Here is an example of this policy. Ubuntu Questing 25.10 (released October 2025) will always have BleachBit 4.6.2, which was released October 2025, even though BleachBit 5.0 was released in May 2025. Users who want to upgrade to BleachBit 5 while using the Ubuntu repositories will have to upgrade to Ubuntu 26.04 in April 2026.

It is your choice to install from the distribution’s repositories, but in case of any issues with the software, first check for a newer release.

Software dependencies

BleachBit 5 requires GTK 3.24 and Python 3.8 or later. These are commonly preinstalled or available as packages on most Linux distributions.

Verifying packages

Verifying the digital signature protects against file corruption and tampering.

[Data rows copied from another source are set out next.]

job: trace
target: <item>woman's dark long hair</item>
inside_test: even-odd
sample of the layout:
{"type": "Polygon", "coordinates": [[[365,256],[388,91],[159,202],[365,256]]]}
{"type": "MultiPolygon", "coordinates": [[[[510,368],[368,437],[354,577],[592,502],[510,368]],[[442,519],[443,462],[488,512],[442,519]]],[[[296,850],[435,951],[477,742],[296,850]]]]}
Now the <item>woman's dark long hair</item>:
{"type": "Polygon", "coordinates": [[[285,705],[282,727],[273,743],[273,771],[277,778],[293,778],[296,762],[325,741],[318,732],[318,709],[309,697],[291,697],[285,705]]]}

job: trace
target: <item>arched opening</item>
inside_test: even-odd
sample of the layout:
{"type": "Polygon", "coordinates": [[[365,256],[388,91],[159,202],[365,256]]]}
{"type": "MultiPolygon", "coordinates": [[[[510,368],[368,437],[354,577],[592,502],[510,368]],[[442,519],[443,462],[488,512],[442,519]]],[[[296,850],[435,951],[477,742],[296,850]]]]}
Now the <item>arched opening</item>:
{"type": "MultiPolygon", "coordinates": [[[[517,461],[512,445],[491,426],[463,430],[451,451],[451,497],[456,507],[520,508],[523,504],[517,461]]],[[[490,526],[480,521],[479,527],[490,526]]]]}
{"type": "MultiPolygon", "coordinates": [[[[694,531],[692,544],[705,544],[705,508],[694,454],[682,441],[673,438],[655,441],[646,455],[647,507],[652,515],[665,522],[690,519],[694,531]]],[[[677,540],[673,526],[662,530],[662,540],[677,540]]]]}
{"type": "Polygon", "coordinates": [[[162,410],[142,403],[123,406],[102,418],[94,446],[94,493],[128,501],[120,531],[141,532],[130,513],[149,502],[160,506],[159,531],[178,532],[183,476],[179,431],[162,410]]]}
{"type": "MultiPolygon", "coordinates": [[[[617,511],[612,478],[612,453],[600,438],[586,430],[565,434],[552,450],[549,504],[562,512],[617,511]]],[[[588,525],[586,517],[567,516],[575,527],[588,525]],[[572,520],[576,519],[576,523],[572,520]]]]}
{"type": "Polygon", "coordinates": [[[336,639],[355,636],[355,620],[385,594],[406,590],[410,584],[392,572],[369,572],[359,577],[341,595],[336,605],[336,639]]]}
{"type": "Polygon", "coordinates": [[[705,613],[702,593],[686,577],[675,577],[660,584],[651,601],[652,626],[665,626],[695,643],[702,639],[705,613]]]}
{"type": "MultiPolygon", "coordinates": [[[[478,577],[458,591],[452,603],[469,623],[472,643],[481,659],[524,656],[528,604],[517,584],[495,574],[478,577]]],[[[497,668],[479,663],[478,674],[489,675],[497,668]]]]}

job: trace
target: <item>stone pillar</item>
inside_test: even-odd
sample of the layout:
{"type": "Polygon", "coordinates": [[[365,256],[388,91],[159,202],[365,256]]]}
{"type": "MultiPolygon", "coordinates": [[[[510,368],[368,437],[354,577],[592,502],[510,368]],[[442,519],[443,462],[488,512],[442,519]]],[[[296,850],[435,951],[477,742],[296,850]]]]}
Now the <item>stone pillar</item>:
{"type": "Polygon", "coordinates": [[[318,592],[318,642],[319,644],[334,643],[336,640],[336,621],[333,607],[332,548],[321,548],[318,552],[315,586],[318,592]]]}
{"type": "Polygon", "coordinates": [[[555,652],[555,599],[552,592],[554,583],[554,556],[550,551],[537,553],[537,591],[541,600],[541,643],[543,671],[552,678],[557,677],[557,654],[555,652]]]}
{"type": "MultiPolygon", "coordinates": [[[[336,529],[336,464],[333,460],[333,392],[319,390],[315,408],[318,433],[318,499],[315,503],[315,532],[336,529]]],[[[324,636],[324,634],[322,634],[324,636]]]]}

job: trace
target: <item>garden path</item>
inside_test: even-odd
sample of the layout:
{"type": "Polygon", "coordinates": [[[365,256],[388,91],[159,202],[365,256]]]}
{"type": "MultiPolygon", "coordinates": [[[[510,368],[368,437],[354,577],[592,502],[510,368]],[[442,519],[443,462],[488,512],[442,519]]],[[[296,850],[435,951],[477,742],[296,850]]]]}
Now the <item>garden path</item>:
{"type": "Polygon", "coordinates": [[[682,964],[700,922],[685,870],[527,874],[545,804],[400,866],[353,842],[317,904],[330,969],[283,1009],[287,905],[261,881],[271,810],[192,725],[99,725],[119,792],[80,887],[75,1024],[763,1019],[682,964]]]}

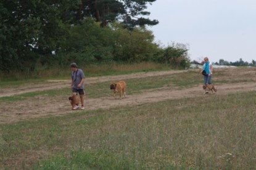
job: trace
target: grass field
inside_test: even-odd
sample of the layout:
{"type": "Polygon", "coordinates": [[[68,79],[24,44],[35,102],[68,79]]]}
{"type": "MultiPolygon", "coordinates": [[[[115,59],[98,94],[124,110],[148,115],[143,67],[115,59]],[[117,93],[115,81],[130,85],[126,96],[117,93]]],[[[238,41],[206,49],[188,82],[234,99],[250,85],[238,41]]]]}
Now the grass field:
{"type": "MultiPolygon", "coordinates": [[[[255,83],[254,71],[242,68],[239,78],[227,79],[229,70],[217,70],[213,80],[255,83]]],[[[202,81],[193,75],[197,71],[128,79],[129,93],[189,88],[202,81]]],[[[109,94],[104,83],[90,85],[101,90],[88,90],[88,98],[109,94]]],[[[44,93],[68,94],[65,88],[44,93]]],[[[255,169],[255,96],[249,89],[0,124],[0,169],[255,169]]]]}

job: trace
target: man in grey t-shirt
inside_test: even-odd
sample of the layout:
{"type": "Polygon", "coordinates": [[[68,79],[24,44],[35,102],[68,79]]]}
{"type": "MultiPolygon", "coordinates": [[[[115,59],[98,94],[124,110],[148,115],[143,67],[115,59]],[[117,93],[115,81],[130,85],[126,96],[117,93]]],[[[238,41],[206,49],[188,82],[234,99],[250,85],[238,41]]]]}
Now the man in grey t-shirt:
{"type": "MultiPolygon", "coordinates": [[[[75,96],[76,93],[79,93],[81,99],[81,109],[85,109],[85,85],[83,82],[85,81],[85,74],[83,71],[77,68],[76,63],[71,64],[71,69],[72,72],[71,74],[71,90],[72,90],[73,96],[75,96]]],[[[76,110],[79,109],[79,105],[76,105],[73,109],[76,110]]]]}

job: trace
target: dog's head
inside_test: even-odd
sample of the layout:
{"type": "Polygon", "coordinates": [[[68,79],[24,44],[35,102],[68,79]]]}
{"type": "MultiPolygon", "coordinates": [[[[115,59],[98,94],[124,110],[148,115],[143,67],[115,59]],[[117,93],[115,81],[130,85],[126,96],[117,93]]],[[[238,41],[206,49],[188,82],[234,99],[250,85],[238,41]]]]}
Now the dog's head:
{"type": "Polygon", "coordinates": [[[112,83],[110,84],[110,90],[115,90],[117,88],[117,83],[112,83]]]}

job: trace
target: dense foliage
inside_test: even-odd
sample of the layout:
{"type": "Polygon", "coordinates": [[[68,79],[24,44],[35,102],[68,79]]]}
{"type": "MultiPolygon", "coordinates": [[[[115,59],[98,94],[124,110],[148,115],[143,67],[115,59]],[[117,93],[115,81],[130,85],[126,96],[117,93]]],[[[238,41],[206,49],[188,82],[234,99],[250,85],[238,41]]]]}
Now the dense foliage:
{"type": "Polygon", "coordinates": [[[154,42],[142,17],[155,0],[6,0],[0,2],[0,71],[121,61],[189,64],[186,46],[154,42]]]}

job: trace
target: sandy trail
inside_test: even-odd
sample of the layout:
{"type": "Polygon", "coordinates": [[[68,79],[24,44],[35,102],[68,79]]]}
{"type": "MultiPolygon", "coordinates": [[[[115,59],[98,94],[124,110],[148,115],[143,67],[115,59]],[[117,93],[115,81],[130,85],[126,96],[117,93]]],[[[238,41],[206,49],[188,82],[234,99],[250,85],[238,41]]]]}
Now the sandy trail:
{"type": "MultiPolygon", "coordinates": [[[[217,95],[203,95],[201,86],[196,86],[183,90],[164,90],[146,91],[142,94],[128,95],[127,98],[114,99],[107,96],[96,99],[86,98],[85,110],[97,109],[109,109],[126,106],[135,106],[144,103],[151,103],[167,99],[182,99],[184,98],[205,98],[209,95],[225,95],[228,93],[256,90],[256,83],[233,83],[218,87],[217,95]]],[[[48,99],[47,96],[40,96],[25,101],[15,101],[12,105],[0,103],[1,110],[0,123],[19,122],[33,118],[61,115],[72,114],[81,110],[72,110],[68,101],[65,99],[57,102],[48,99]]]]}
{"type": "MultiPolygon", "coordinates": [[[[161,76],[186,72],[187,71],[159,71],[91,77],[86,78],[85,83],[88,85],[103,82],[110,83],[111,82],[120,79],[161,76]]],[[[249,80],[249,81],[246,83],[220,85],[217,87],[218,91],[215,96],[228,93],[256,90],[256,78],[254,76],[256,72],[256,68],[244,69],[242,72],[240,69],[224,69],[220,71],[225,72],[225,75],[225,75],[226,76],[226,79],[233,77],[235,79],[236,77],[236,80],[239,80],[242,77],[243,80],[246,79],[246,80],[249,80]]],[[[215,79],[218,79],[218,78],[215,77],[215,79]]],[[[223,77],[221,79],[223,79],[223,77]]],[[[224,77],[225,79],[226,77],[224,77]]],[[[56,89],[56,88],[68,88],[70,85],[70,80],[51,80],[46,83],[26,85],[15,88],[1,88],[0,89],[0,98],[32,91],[56,89]]],[[[200,96],[205,98],[207,97],[207,95],[203,95],[201,85],[195,85],[193,87],[181,90],[177,90],[175,88],[168,90],[166,88],[153,89],[144,91],[142,93],[138,95],[129,95],[129,93],[127,93],[127,98],[122,100],[118,99],[115,99],[110,94],[111,92],[110,91],[109,96],[96,99],[89,98],[86,96],[85,110],[91,110],[100,108],[109,109],[125,106],[135,106],[144,103],[155,102],[167,99],[176,99],[200,96]]],[[[57,116],[81,111],[81,110],[72,110],[68,101],[65,98],[59,98],[56,99],[56,98],[49,97],[47,95],[45,95],[22,101],[0,102],[0,123],[8,123],[38,117],[57,116]]]]}
{"type": "MultiPolygon", "coordinates": [[[[96,77],[86,78],[85,85],[94,83],[96,82],[112,82],[120,79],[138,79],[152,76],[161,76],[171,75],[180,72],[186,72],[188,70],[171,71],[157,71],[150,72],[139,72],[127,75],[118,75],[111,76],[101,76],[96,77]]],[[[62,88],[68,87],[70,85],[70,80],[49,80],[47,82],[39,84],[29,84],[23,85],[16,88],[1,88],[0,98],[11,96],[15,95],[20,95],[26,93],[49,90],[52,89],[62,88]]]]}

There are three options to verify packages. Pick one method.

1. Embedded signatures
2. Signed checksum file
3. Detatched Signatures

GPG keys

To verify the digital signature, first you will need a public key. BleachBit versions 3.0 and later are signed with key 0xd6d447b02b4d4c9d (Ubuntu Keyserver or SourceForge). Older releases before BleachBit version 3.0 were signed with key 0x51416DE60E6887FD (Sourceforge). After downloading the key to a local file, import it into GnuPG like this:

$ gpg --import andrew2019.key
gpg: key D6D447B02B4D4C9D: public key "Andrew Ziem <[email protected]>" imported
gpg: Total number processed: 1
gpg:               imported: 1

Notice the key ID D6D447B02B4D4C9D in the console output matches the key ID above on this web page. The key ID is case insensitive, and the leading 0x is sometimes omitted, so the key IDs match.

Embedded signatures

Starting after BleachBit 5.0.2, the .rpm and .deb packages will be signed with the same key. This makes it easier to verify the signatures.

To verify a .deb file.

$ debsigs --verify bleachbit_5.0.2-0_all_ubuntu2504.deb

To verify a .rpm file.

$ rpm --checksig bleachbit-5.0.2-1.1.fc42.noarch.rpm

Detatched signatures

Detached signatures are separate files containing only the cryptographic signature. They verify a download’s authenticity without modifying the original file.

There is one detached signature per download. Look in the SourceForge release directory for a folder called detached_signatures, and in the folder will be a file with the same name as the download plus the .sig extension. For example, the detached signature for bleachbit_5.0.2-0_all_ubuntu2504.deb is named bleachbit_5.0.2-0_all_ubuntu2504.deb.sig. Here is an example of how to verify it.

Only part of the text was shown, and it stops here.